Jury returns guilty verdict in first HIPAA trial
The owner of a Florida claims handling company has been convicted of conspiracy to commit fraud, computer fraud, identity theft related to the use patient information from a local medical clinic, and violating the Health Insurance Portability and Accountability Act (HIPAA) through wrongful disclosure of personally identifiable health information. This HIPAA prosecution was the first HIPAA violation case that has gone to trial in the U.S., according to the Department of Justice (DOJ).

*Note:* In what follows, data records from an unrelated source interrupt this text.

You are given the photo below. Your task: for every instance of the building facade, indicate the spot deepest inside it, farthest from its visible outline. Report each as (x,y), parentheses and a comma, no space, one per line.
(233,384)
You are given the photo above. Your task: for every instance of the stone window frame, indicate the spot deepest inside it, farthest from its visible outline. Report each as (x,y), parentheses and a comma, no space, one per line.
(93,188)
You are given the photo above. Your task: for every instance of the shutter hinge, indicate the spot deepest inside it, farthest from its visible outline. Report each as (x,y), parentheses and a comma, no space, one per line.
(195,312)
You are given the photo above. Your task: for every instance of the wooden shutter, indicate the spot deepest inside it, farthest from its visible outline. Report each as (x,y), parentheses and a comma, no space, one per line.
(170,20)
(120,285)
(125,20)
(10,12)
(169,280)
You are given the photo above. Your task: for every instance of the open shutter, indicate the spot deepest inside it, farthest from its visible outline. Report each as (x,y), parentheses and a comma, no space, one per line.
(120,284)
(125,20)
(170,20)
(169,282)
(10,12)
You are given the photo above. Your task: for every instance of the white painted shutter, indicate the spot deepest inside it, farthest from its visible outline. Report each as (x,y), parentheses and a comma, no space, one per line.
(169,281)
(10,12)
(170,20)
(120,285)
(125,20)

Identity theft and Medicare fraud. Fernando Ferrer, Jr., the owner of Advanced Medical Claims, Inc., purchased patient information from a former Cleveland Clinic employee. According to the indictment, the clinic employee accessed the clinic's computer system to download the personal identification information of more than 1,100 of the clinic's patients and sold the information to Ferrer. Ferrer then provided the information to others who used it to file fraudulent claims for Medicare reimbursement. The theft resulted in the submission of more than $7 million in fraudulent Medicare claims, with approximately $2.5 million paid to providers and suppliers.
Possible sentence. At sentencing, Ferrer faces statutory maximum prison terms of five years on the conspiracy count, five years on the computer fraud count, ten years on the wrongful disclosure of individually identifiable health information count, and two years on each count of aggravated identity theft. In addition, he may be required to pay fines totaling $750,000.
DOJ Press Release, Jan. 24, 2007. From CCH Healthcare.